In mid-February, news hit that dirt bikes and ATV’s intended for kids under 12 years old were banned by the Consumer Product Safety Commission. Why? They contain lead.

Where? Try maybe the crankshaft bearings, battery terminals and control-cable ends. Trust me, no brat clever enough to rip apart the engine before Dad finds out is gonna lick the battery!

So what brought this about?

As you might remember, millions of Chinese children’s toys with off-the-chart lead content came ashore and were then recalled. It was a crisis!

As usually happens with “crisis” legislation (try the Patriot Act, the bank bailout, and the “stimulus”) Congress “solved” the problem by creating other problems.

The result is the Consumer Product Safety Improvement Act (CPSIA), which President Bush signed August 14, 2008. Sponsored by Rep. Bobby Rush (D-Illinois), the 63-page law took a kitchen-sink approach rather than target Chinese junk.

The CPSIA implements a “General Lead Ban” that sets lead aside for “treatment as a banned hazardous substance” by the Consumer Product Safety Commission (CPSC).

As such, six months after passage (President Bush signed CPSIA August 14) the “lead limit” for “any part of the product” is 600 parts per million (PPM) by weight, declining to 300 PPM by this August, and 100 PPM after three years.

Any part. Got that?

Further, CPSIA mandates reviews every five years to make the regulations “more stringent.” Not “if necessary.”

The CPSC “may, by regulation, exclude a specific product” if peer-reviewed science deems so, or if component parts are inaccessible. But “may” is not the same as “shall.”

The next section, covers mandatory third-party testing and accreditation of same (by the CPSC, of course).
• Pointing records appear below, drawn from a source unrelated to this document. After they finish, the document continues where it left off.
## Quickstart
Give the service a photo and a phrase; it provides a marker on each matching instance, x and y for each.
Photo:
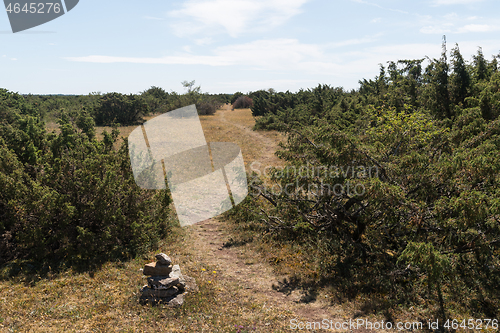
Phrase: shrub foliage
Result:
(68, 198)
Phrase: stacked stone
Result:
(166, 284)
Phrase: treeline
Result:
(399, 188)
(122, 109)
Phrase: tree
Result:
(460, 81)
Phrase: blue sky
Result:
(235, 45)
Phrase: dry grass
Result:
(107, 301)
(235, 282)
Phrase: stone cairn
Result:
(166, 284)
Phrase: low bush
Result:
(69, 199)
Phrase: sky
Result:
(236, 45)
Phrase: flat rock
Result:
(173, 301)
(162, 282)
(157, 270)
(163, 259)
(147, 291)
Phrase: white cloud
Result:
(233, 17)
(455, 2)
(262, 54)
(379, 6)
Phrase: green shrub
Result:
(70, 199)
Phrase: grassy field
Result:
(244, 286)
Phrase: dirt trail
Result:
(240, 265)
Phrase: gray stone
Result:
(156, 270)
(188, 284)
(147, 291)
(173, 301)
(162, 282)
(163, 259)
(176, 271)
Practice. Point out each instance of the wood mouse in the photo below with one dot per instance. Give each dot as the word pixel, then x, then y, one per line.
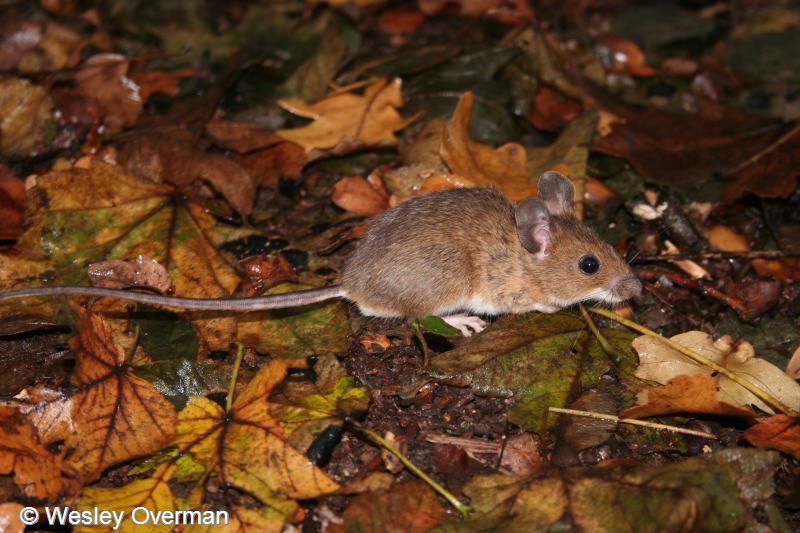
pixel 451 252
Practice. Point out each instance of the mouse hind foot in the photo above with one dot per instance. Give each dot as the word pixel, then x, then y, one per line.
pixel 465 323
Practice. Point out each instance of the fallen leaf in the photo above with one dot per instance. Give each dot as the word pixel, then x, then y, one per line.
pixel 684 394
pixel 410 506
pixel 344 122
pixel 37 472
pixel 661 363
pixel 27 116
pixel 143 271
pixel 713 492
pixel 104 77
pixel 538 359
pixel 117 415
pixel 778 432
pixel 356 195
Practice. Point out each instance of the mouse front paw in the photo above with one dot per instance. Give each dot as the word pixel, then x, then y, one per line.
pixel 464 323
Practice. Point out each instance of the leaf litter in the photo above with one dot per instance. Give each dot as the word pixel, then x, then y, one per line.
pixel 217 150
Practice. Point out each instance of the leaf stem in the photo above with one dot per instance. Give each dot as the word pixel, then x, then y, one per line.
pixel 234 375
pixel 632 421
pixel 760 393
pixel 462 508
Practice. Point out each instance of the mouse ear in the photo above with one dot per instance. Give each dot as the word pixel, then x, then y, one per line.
pixel 533 226
pixel 558 193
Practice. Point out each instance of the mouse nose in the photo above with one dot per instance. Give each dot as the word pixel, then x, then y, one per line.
pixel 628 287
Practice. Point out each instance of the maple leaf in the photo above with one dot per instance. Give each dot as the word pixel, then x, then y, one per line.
pixel 117 415
pixel 39 473
pixel 344 121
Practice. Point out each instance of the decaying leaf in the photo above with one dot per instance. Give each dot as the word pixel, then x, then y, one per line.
pixel 778 432
pixel 39 473
pixel 117 415
pixel 710 493
pixel 410 506
pixel 684 394
pixel 344 121
pixel 538 359
pixel 661 363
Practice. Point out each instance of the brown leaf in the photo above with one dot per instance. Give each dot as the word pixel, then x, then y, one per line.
pixel 356 195
pixel 12 200
pixel 476 164
pixel 778 432
pixel 117 415
pixel 283 160
pixel 241 137
pixel 143 271
pixel 684 394
pixel 410 507
pixel 38 473
pixel 104 77
pixel 345 121
pixel 160 81
pixel 772 174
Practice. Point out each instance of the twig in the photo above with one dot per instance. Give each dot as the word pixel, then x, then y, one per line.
pixel 756 254
pixel 760 393
pixel 736 304
pixel 754 159
pixel 462 508
pixel 234 375
pixel 612 354
pixel 633 421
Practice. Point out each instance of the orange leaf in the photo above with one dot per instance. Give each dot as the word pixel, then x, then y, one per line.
pixel 778 432
pixel 117 414
pixel 344 121
pixel 38 473
pixel 685 394
pixel 477 164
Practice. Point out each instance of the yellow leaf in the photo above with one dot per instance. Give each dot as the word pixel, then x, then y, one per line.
pixel 344 121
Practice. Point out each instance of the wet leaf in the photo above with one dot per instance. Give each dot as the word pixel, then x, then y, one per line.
pixel 409 506
pixel 296 332
pixel 778 432
pixel 38 473
pixel 538 359
pixel 117 415
pixel 77 217
pixel 344 122
pixel 710 493
pixel 661 363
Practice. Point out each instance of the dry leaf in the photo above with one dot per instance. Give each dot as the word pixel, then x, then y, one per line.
pixel 344 121
pixel 143 271
pixel 104 77
pixel 684 394
pixel 475 164
pixel 117 415
pixel 356 195
pixel 661 363
pixel 39 473
pixel 778 432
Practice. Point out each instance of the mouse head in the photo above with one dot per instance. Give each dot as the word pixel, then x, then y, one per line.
pixel 576 263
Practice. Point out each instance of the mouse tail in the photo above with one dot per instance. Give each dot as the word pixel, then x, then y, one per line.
pixel 258 303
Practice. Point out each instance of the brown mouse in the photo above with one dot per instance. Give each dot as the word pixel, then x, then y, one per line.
pixel 451 252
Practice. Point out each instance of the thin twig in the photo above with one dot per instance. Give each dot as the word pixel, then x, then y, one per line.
pixel 462 508
pixel 234 375
pixel 697 256
pixel 760 393
pixel 633 421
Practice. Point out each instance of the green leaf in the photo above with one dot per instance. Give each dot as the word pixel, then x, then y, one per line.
pixel 538 359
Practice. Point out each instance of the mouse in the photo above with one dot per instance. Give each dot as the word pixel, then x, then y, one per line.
pixel 457 254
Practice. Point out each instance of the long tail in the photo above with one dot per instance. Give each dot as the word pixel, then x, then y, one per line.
pixel 274 301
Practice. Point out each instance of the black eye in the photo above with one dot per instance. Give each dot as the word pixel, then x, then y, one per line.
pixel 588 264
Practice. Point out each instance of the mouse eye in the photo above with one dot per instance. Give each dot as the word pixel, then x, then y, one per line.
pixel 588 264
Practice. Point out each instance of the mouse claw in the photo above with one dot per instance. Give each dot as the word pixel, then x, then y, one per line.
pixel 464 323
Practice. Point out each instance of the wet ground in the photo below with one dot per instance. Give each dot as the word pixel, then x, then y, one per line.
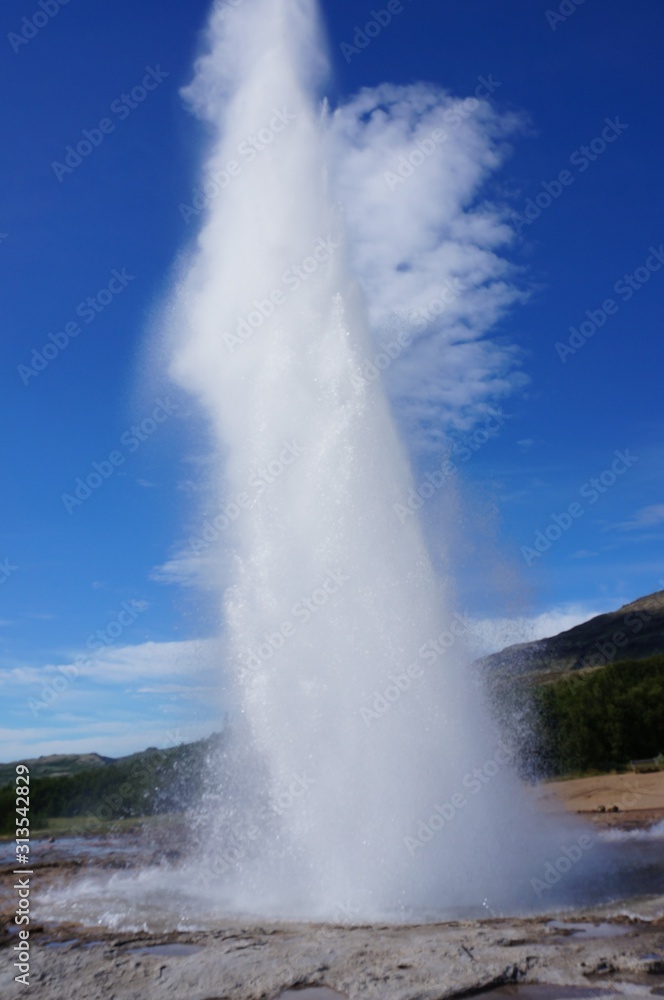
pixel 608 951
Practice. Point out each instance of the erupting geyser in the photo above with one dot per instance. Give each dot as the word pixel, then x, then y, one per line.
pixel 369 780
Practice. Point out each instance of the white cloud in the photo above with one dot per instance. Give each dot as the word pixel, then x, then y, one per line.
pixel 490 635
pixel 429 241
pixel 117 701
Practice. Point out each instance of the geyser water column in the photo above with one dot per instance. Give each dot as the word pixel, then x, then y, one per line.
pixel 344 653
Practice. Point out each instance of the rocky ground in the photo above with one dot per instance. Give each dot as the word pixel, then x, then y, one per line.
pixel 248 960
pixel 256 961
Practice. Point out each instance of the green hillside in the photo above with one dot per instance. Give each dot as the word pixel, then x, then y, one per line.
pixel 145 784
pixel 603 718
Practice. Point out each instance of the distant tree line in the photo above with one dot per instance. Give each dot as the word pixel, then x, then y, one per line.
pixel 601 719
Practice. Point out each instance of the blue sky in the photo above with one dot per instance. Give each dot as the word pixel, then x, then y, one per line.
pixel 86 250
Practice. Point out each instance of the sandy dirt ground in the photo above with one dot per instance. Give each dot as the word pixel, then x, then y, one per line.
pixel 617 799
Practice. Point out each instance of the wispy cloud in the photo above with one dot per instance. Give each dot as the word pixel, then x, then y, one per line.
pixel 646 517
pixel 113 701
pixel 426 248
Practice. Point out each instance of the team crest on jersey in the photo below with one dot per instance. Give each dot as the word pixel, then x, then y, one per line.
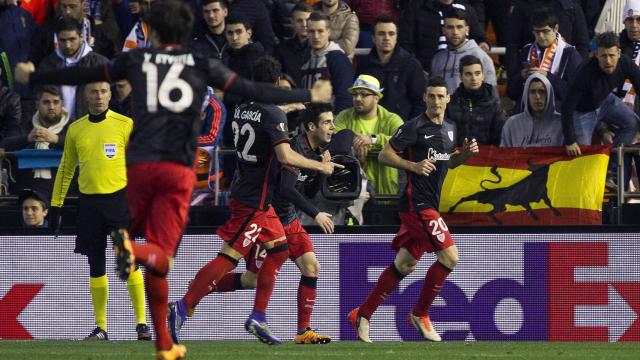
pixel 110 150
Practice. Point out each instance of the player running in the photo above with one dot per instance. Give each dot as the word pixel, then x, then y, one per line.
pixel 427 146
pixel 168 84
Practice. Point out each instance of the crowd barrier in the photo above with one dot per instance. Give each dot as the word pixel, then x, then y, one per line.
pixel 525 285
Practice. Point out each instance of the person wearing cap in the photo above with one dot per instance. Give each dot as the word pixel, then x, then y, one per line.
pixel 373 126
pixel 35 207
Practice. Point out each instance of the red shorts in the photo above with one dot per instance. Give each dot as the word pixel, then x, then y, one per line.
pixel 159 195
pixel 299 244
pixel 248 226
pixel 422 231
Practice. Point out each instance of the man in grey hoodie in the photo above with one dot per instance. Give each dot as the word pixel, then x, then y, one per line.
pixel 539 124
pixel 446 62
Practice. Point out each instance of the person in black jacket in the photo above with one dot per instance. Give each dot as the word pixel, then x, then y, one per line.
pixel 399 72
pixel 293 53
pixel 571 24
pixel 421 27
pixel 211 41
pixel 474 108
pixel 549 55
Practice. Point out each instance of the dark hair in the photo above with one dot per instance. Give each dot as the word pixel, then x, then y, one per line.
pixel 383 19
pixel 266 69
pixel 607 40
pixel 469 60
pixel 303 7
pixel 66 23
pixel 437 81
pixel 455 13
pixel 236 18
pixel 49 89
pixel 316 16
pixel 222 3
pixel 172 20
pixel 544 16
pixel 312 113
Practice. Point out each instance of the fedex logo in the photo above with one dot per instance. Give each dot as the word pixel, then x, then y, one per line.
pixel 557 302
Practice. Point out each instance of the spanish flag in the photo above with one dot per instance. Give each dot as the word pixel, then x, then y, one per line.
pixel 533 186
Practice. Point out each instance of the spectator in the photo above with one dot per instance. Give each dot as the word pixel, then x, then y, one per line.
pixel 10 113
pixel 445 63
pixel 138 37
pixel 474 108
pixel 121 103
pixel 343 22
pixel 368 11
pixel 46 41
pixel 549 55
pixel 421 27
pixel 211 41
pixel 373 126
pixel 35 207
pixel 327 62
pixel 590 98
pixel 46 130
pixel 571 24
pixel 72 51
pixel 257 15
pixel 539 124
pixel 399 72
pixel 294 52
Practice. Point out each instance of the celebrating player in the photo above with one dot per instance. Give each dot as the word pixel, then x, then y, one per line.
pixel 260 136
pixel 427 144
pixel 168 87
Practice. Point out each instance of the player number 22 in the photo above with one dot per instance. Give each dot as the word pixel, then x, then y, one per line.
pixel 246 128
pixel 171 82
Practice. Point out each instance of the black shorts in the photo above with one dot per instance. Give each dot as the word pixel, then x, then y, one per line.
pixel 97 216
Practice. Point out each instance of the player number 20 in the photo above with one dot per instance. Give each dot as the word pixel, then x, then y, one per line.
pixel 246 128
pixel 171 82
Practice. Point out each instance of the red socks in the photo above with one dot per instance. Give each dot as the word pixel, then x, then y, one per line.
pixel 436 275
pixel 306 300
pixel 157 297
pixel 387 282
pixel 267 275
pixel 207 279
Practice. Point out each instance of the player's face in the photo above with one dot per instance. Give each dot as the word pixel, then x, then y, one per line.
pixel 71 8
pixel 545 35
pixel 385 37
pixel 318 34
pixel 608 59
pixel 98 96
pixel 632 25
pixel 214 14
pixel 324 131
pixel 49 108
pixel 364 101
pixel 455 31
pixel 237 35
pixel 33 212
pixel 299 20
pixel 436 98
pixel 69 42
pixel 537 96
pixel 472 77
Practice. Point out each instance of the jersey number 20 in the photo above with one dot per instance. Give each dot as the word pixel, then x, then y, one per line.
pixel 171 82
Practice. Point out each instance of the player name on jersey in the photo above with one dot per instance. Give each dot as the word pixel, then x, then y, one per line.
pixel 169 59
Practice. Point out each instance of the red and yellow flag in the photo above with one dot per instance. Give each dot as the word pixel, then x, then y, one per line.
pixel 535 186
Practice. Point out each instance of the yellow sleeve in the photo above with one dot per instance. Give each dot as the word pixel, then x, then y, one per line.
pixel 66 170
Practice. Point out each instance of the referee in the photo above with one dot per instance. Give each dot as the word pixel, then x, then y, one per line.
pixel 97 142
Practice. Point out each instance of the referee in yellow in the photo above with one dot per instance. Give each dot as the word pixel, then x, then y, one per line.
pixel 97 142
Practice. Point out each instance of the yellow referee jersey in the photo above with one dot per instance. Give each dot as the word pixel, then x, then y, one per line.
pixel 98 147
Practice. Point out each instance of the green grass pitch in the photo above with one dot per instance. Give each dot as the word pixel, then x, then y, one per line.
pixel 237 350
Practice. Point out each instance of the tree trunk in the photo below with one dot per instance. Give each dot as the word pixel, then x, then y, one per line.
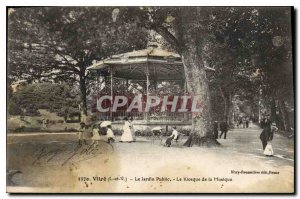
pixel 82 85
pixel 197 86
pixel 284 116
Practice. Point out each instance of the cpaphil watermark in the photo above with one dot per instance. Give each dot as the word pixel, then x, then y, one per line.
pixel 143 103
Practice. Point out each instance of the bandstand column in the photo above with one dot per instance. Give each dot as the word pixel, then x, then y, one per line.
pixel 111 92
pixel 147 88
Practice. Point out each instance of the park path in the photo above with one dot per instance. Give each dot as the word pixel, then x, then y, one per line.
pixel 246 141
pixel 241 150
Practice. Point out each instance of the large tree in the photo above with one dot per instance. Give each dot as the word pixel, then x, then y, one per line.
pixel 59 43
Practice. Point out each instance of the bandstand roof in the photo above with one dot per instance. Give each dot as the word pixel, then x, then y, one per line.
pixel 161 64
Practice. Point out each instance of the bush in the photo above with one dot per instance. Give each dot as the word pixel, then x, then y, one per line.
pixel 14 108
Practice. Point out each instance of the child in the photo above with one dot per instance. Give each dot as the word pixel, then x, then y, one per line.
pixel 110 134
pixel 81 134
pixel 174 136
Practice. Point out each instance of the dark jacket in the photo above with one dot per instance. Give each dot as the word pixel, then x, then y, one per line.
pixel 266 134
pixel 224 126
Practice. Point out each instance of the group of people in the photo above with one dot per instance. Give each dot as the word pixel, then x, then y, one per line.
pixel 244 123
pixel 100 132
pixel 223 129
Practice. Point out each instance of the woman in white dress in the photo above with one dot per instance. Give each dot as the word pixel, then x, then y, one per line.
pixel 96 136
pixel 110 134
pixel 127 135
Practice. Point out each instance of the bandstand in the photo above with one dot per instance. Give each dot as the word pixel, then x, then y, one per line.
pixel 150 67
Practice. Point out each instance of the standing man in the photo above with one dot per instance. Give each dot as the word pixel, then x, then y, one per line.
pixel 216 132
pixel 224 129
pixel 267 134
pixel 83 130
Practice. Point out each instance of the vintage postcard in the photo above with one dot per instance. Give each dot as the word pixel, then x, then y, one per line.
pixel 150 100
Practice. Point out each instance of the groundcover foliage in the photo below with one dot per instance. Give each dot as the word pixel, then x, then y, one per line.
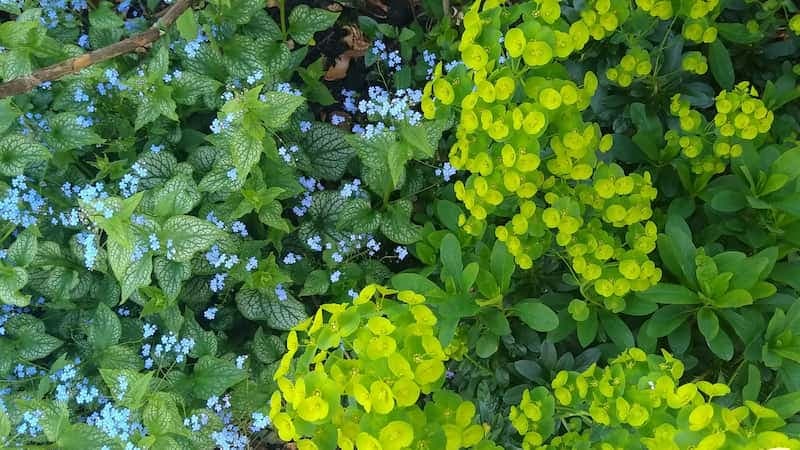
pixel 385 225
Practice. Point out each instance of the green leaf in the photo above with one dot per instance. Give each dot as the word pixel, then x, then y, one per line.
pixel 5 425
pixel 127 387
pixel 23 249
pixel 787 405
pixel 666 293
pixel 178 196
pixel 187 25
pixel 66 134
pixel 152 106
pixel 728 201
pixel 617 330
pixel 11 281
pixel 280 315
pixel 190 235
pixel 80 436
pixel 326 151
pixel 276 108
pixel 536 315
pixel 486 345
pixel 666 320
pixel 528 369
pixel 270 215
pixel 587 329
pixel 268 348
pixel 317 283
pixel 104 17
pixel 17 153
pixel 205 341
pixel 708 322
pixel 751 390
pixel 502 265
pixel 734 299
pixel 496 322
pixel 136 275
pixel 721 345
pixel 171 275
pixel 105 329
pixel 397 227
pixel 719 61
pixel 450 254
pixel 305 21
pixel 213 376
pixel 161 415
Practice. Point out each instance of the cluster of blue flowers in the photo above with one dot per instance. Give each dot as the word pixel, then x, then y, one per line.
pixel 287 153
pixel 115 422
pixel 192 47
pixel 383 106
pixel 129 184
pixel 20 204
pixel 230 437
pixel 68 385
pixel 169 344
pixel 446 171
pixel 31 122
pixel 288 89
pixel 54 10
pixel 310 185
pixel 352 189
pixel 430 59
pixel 217 125
pixel 391 58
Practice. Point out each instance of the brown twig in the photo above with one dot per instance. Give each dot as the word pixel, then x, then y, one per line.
pixel 74 65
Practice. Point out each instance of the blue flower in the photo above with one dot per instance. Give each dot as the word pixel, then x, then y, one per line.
pixel 232 175
pixel 240 228
pixel 291 258
pixel 446 171
pixel 122 386
pixel 280 292
pixel 314 243
pixel 87 240
pixel 155 244
pixel 148 330
pixel 218 282
pixel 240 361
pixel 30 423
pixel 195 422
pixel 259 422
pixel 401 252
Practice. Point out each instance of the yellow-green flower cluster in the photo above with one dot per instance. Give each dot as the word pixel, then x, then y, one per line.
pixel 694 62
pixel 656 8
pixel 361 372
pixel 635 64
pixel 705 157
pixel 640 398
pixel 741 113
pixel 794 24
pixel 699 15
pixel 533 161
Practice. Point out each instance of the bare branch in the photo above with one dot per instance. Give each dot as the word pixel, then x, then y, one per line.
pixel 74 65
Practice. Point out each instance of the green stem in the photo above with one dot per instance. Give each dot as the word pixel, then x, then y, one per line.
pixel 282 8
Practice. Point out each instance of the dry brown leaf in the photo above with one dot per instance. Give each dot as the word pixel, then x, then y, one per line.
pixel 358 45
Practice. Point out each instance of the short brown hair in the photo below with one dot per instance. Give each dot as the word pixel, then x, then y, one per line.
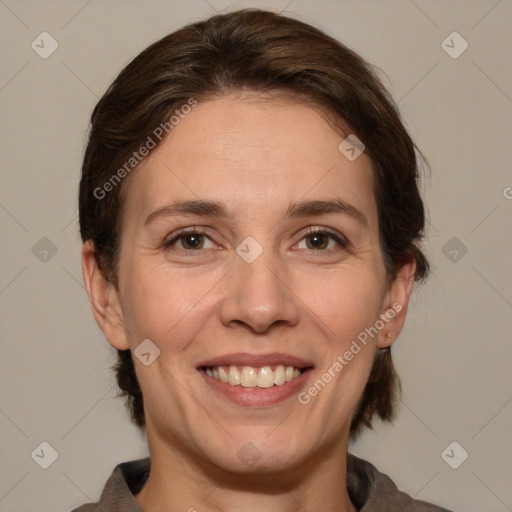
pixel 264 52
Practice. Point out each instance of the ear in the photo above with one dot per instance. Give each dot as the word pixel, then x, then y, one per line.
pixel 395 304
pixel 104 299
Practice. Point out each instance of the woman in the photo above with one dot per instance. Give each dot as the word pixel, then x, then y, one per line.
pixel 250 214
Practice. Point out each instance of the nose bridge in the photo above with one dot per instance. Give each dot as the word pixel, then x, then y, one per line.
pixel 257 293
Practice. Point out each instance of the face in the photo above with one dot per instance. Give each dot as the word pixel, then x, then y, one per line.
pixel 279 267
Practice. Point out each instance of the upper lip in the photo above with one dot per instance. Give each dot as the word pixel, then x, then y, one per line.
pixel 256 360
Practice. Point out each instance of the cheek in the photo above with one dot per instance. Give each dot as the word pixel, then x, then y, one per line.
pixel 162 305
pixel 346 302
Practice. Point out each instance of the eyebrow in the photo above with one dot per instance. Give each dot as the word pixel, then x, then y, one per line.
pixel 207 208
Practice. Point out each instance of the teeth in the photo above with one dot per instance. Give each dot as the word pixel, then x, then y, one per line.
pixel 234 376
pixel 224 377
pixel 250 377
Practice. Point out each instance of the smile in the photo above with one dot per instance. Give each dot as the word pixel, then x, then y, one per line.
pixel 254 377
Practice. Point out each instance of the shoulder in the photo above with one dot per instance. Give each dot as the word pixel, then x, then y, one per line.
pixel 373 491
pixel 126 480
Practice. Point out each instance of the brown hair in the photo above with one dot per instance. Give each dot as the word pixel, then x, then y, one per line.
pixel 264 52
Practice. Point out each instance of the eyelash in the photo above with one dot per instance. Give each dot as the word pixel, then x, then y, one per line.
pixel 341 240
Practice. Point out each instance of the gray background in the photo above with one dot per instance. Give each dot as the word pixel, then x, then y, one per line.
pixel 454 354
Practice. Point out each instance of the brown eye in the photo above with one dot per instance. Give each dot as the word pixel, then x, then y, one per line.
pixel 319 240
pixel 189 241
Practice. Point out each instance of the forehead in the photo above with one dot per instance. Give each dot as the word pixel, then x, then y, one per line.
pixel 253 153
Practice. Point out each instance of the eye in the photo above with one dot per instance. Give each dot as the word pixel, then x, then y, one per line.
pixel 190 240
pixel 320 239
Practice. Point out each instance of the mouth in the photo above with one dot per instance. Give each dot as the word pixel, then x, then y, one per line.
pixel 257 380
pixel 263 377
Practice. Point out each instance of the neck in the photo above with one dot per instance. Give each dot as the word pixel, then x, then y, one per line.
pixel 186 482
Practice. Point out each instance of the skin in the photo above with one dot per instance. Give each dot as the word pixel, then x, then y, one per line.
pixel 257 155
There are no limits on the cost of said tests specified in the new law, which also happens to jack fines for violations from $5,000 to $100,000.

In short, CPSIA is pretty much a regulator’s dream. All power is vested in CPSC, which may or may not grant exemptions to its vastly-expanded new authority.

So how is this wonderful new law working out?

Well, the first order of business for the CPSC on the activation date of CPSIA was to grant a one-year stay to American libraries. Librarians must figure out what the heck they will do with millions of children’s books that contain trace amounts of lead in their inks. No testing protocol is so far forthcoming from CPSC.

Then came the ATV ban.

Ironically enough, a few days after CPSIA hit the news, Montana’s Congressman Denny Rehberg held a Kalispell meeting on the economy, where he waxed eloquent on the porkulus bill passed by Congress. Rehberg grumped that he only had 24 seconds per page to read the monster before he had to vote on it. Did he?

Later in the hearing, intrepid and esteemed Flathead Beacon correspondent Mark Riffey expanded on congressional illiteracy with a discussion of the impact from CPSIA testing requirements on small businesses. Mr. Rehberg made the appropriate noises of concern, of course. What Mr. Riffey was too classy to mention was that Congressman Rehberg voted for CPSIA. The House vote was 424-1, the Senate, 89-3.

Now, I can understand that if Rehberg, or anyone else, had actually read CPSIA and raised concerns about its full implications, he or she would have been publicly hammered as a child-hating cretin.

So, another expensive, dysfunctional law is on the books.

Can that be changed? There’s a group out there, Downsize DC, trying to find Congressional sponsors for the “Read the Bills Act.” In short, it would mandate that nothing pass Congress unless the full texts of bills, and of any laws changed by said bills, are read by the clerk to the “body of each house called to order and physically assembled with a quorum present throughout.”

If our Congressional yahoos can’t read the bills themselves, maybe we should have someone read to them – the slower, the better.